The notice in the CFP Board’s April 13 Update newsletter said Votava had resigned to “dedicate more time to his growing business and expanding family — including welcoming two new grandchildren.” The Board said that until it picks a new chairman-elect at its June meeting, that 2015 Chairman Rich Rojeck would fill Votava’s role, including leading the nomination for new Board members. Until June 10, the Board is accepting nominations for 2016 Board candidates, who will take office in January.

In its note, the Board noted Votava’s “decades of service to advance the financial planning profession.” That service included stints as chairman of the Board’s Public Policy Council, as chairman of the Financial Planning Assocation and chairman of the National Endowment for Financial Education (NEFE) Board of Trustees.

In response to emailed questions about Votava’s departure, CFP Board spokesman Dan Drummond wrote that that Votava’s resignation “was unexpected. That said, we fully understand Mr. Votava’s desire to devote more time to his growing business and expanding family and we respect his decision.” His resignation “doesn’t impact the nomination process for 2016 Board members. That process will continue as scheduled and will be led by Rich Rojeck, CFP, CFP Board’s Chair.”

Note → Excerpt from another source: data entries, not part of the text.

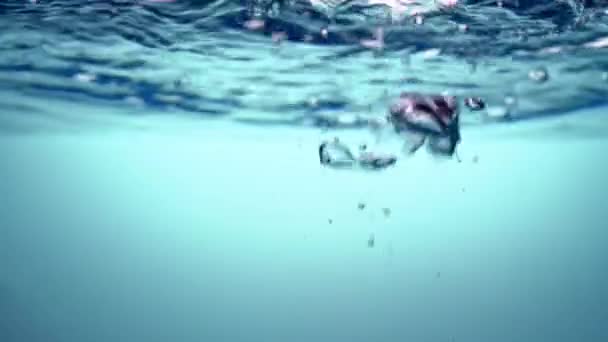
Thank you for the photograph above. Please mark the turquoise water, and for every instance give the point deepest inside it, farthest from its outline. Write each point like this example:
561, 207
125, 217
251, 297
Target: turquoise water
144, 209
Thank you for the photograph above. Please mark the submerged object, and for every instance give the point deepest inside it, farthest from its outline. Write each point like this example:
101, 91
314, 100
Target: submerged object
474, 103
374, 161
337, 155
421, 118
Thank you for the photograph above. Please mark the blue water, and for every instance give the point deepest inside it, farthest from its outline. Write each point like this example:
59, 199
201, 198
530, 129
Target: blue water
160, 176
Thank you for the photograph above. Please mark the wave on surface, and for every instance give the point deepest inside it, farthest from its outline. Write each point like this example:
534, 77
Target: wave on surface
304, 65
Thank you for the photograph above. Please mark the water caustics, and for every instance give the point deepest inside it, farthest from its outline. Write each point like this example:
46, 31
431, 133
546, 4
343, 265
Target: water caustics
297, 62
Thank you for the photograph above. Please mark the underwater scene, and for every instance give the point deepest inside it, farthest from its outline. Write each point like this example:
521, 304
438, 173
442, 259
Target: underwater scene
304, 170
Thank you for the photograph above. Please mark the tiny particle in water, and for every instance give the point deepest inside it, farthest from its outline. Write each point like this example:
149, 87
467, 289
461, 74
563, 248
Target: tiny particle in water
324, 33
474, 103
371, 241
386, 212
539, 75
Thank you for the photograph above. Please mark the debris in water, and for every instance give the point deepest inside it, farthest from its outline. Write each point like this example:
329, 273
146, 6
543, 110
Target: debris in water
337, 155
375, 161
423, 117
386, 212
539, 75
474, 103
254, 24
371, 241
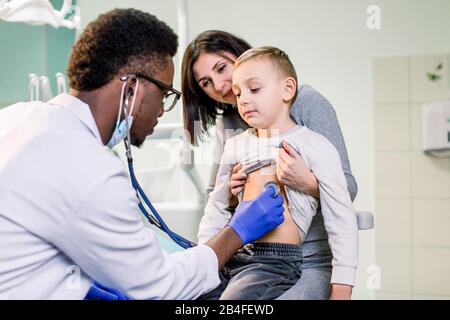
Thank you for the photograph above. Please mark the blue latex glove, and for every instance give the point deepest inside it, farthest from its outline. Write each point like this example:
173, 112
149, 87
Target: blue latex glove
253, 219
99, 292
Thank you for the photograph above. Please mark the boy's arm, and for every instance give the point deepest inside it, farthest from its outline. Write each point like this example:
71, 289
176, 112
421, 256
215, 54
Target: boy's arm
215, 215
338, 214
315, 112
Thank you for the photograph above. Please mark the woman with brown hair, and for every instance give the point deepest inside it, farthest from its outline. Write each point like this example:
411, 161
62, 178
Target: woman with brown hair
208, 100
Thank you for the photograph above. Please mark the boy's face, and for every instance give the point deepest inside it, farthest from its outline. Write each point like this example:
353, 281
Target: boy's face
258, 87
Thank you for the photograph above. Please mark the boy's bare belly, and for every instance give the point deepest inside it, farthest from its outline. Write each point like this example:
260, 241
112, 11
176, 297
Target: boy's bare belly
287, 232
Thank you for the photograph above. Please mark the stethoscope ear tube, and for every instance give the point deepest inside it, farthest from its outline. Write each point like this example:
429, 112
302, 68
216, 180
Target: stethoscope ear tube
153, 218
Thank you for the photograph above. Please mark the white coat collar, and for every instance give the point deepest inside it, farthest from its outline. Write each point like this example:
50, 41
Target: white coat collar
80, 109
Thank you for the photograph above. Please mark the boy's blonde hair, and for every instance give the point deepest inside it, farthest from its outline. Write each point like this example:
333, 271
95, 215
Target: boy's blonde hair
277, 56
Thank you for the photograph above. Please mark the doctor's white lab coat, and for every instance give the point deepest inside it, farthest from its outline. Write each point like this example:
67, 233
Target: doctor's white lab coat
68, 214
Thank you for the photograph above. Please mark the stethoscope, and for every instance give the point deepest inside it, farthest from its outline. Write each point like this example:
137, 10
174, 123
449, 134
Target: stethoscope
154, 218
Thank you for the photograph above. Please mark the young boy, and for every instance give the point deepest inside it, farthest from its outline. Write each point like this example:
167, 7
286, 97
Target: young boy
265, 84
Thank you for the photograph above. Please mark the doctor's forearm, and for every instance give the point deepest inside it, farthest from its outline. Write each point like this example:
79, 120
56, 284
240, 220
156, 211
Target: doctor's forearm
225, 244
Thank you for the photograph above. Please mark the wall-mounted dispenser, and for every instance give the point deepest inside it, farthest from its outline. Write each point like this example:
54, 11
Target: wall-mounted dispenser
436, 128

Michael Kitces, writing in his Nerd’s Eye view blog on Tuesday, wondered “why would a veteran leader of the financial planning profession choose to capstone his volunteer career with an abrupt resignation as the chair-elect of the CFP Board, and was the CFP Board trying to bury the announcement by quietly revealing it in the second paragraph of its monthly update email?”

Kitces went on to speculate whether Votava’s decision was “really just triggered by a change of heart and a desire to spend more time with family, or is the reality that there is still trouble brewing with the Camarda case, and no one wants to be in the position of responsibility when the final verdict comes?”

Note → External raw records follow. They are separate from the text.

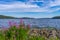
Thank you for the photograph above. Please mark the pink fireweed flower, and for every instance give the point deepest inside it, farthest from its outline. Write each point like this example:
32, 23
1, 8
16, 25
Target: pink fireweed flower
10, 23
4, 28
21, 21
14, 24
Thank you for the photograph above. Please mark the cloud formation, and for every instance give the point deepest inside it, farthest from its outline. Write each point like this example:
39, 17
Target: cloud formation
18, 6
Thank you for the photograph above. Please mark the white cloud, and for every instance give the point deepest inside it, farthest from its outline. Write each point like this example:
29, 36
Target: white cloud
22, 7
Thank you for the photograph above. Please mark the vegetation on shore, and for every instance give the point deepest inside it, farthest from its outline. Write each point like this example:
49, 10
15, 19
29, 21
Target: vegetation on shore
22, 32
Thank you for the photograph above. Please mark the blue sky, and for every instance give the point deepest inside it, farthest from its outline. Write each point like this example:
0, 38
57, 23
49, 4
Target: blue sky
30, 8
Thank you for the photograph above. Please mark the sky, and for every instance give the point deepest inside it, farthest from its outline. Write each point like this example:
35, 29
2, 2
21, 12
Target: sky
30, 8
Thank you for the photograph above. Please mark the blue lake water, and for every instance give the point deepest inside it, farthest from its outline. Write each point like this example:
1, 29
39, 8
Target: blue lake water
35, 22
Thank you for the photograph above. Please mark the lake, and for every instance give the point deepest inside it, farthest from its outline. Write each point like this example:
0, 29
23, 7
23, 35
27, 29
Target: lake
32, 22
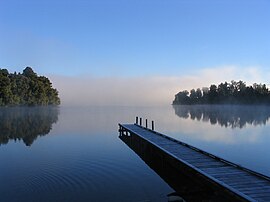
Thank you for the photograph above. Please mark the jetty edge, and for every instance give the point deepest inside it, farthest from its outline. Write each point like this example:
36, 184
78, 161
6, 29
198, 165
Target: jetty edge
222, 176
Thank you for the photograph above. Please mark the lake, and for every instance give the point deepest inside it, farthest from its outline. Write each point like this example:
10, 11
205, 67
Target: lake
75, 154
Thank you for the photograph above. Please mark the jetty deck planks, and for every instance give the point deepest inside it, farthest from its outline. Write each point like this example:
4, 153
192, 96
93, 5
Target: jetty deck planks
242, 182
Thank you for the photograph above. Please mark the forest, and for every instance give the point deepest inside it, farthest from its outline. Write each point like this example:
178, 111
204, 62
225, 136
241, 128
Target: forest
225, 93
26, 88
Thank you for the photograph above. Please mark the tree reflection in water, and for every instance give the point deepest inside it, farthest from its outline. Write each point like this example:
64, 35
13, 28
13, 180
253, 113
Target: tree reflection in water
26, 123
232, 116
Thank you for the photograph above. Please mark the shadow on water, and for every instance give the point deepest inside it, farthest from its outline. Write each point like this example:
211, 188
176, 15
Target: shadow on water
225, 115
26, 123
187, 185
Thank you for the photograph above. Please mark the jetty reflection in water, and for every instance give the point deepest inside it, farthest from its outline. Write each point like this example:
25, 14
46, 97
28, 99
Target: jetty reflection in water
188, 187
225, 115
26, 123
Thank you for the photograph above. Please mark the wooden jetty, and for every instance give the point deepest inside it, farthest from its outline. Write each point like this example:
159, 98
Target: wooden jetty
231, 181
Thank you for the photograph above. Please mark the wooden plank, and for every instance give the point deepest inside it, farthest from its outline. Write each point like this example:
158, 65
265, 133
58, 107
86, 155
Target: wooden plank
232, 177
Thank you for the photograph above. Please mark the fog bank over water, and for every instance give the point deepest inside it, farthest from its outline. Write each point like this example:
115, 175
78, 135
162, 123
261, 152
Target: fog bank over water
89, 90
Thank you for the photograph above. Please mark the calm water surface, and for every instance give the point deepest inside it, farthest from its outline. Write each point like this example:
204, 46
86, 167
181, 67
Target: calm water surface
74, 154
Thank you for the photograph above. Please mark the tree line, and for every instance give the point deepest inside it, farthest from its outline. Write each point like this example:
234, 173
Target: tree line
225, 93
26, 88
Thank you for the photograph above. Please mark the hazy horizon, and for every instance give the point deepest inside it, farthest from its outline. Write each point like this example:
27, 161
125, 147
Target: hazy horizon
135, 52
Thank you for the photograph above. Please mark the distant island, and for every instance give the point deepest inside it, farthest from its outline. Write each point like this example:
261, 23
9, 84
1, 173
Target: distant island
26, 89
225, 93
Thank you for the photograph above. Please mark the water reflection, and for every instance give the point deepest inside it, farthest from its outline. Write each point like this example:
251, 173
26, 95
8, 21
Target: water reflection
226, 115
26, 123
187, 185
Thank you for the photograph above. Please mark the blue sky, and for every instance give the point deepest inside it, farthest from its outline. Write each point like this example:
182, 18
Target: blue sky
134, 38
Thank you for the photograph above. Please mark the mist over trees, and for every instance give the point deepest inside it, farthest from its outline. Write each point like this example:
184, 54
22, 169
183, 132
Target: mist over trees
26, 123
26, 89
225, 93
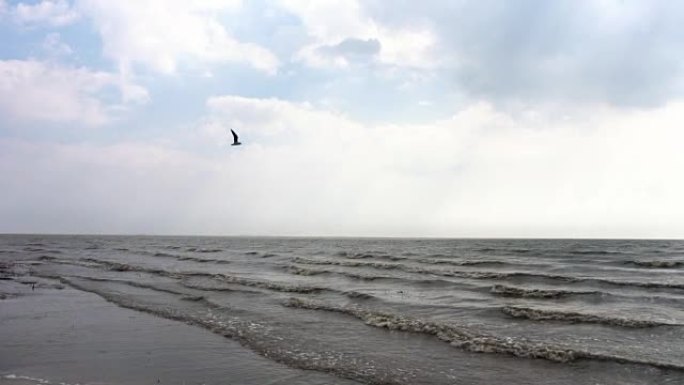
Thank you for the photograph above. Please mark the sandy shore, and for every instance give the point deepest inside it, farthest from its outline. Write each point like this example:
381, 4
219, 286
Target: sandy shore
51, 334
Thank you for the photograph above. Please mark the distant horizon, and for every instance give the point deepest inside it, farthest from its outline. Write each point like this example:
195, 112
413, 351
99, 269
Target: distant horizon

The well-documented Camarda case concerns a suit filed against the CFP Board by Jeff and Kim Camarda over Board sanctions against their use of “fee only” to describe their Florida planning firm. 

But Drummond wrote that “there is nothing more to Mr. Votatva’s resignation. Mr. Votava resigned to dedicate more time to his growing business and expanding family.”

When his election as chairman was announced last August, then-Chairman Ray Ferrara said he expected Votava, 61, to “harness his extensive leadership experience to sustain CFP Board’s mission of benefiting the public by upholding the CFP certification as the recognized standard of excellence in personal financial planning.”

An attorney as well as a CFP and a CPA, Votava is partner/CEO of Seneca Financial Advisors LLC, an RIA firm based in Rochester, New York, and Washington, D.C., with $213 million in regulatory assets under management.

In an Investment Advisor cover story profile in July 2004, it’s clear that Votava was a pioneer in not only providing true comprehensive wealth management to clients (since the 1980s in fact, at the financial planning arm of big law firm Nixon Peabody), but also in using technology to become more efficient, in directing clients’ philanthropic efforts and in charging clients by annual retainer or an AUM or hourly fee.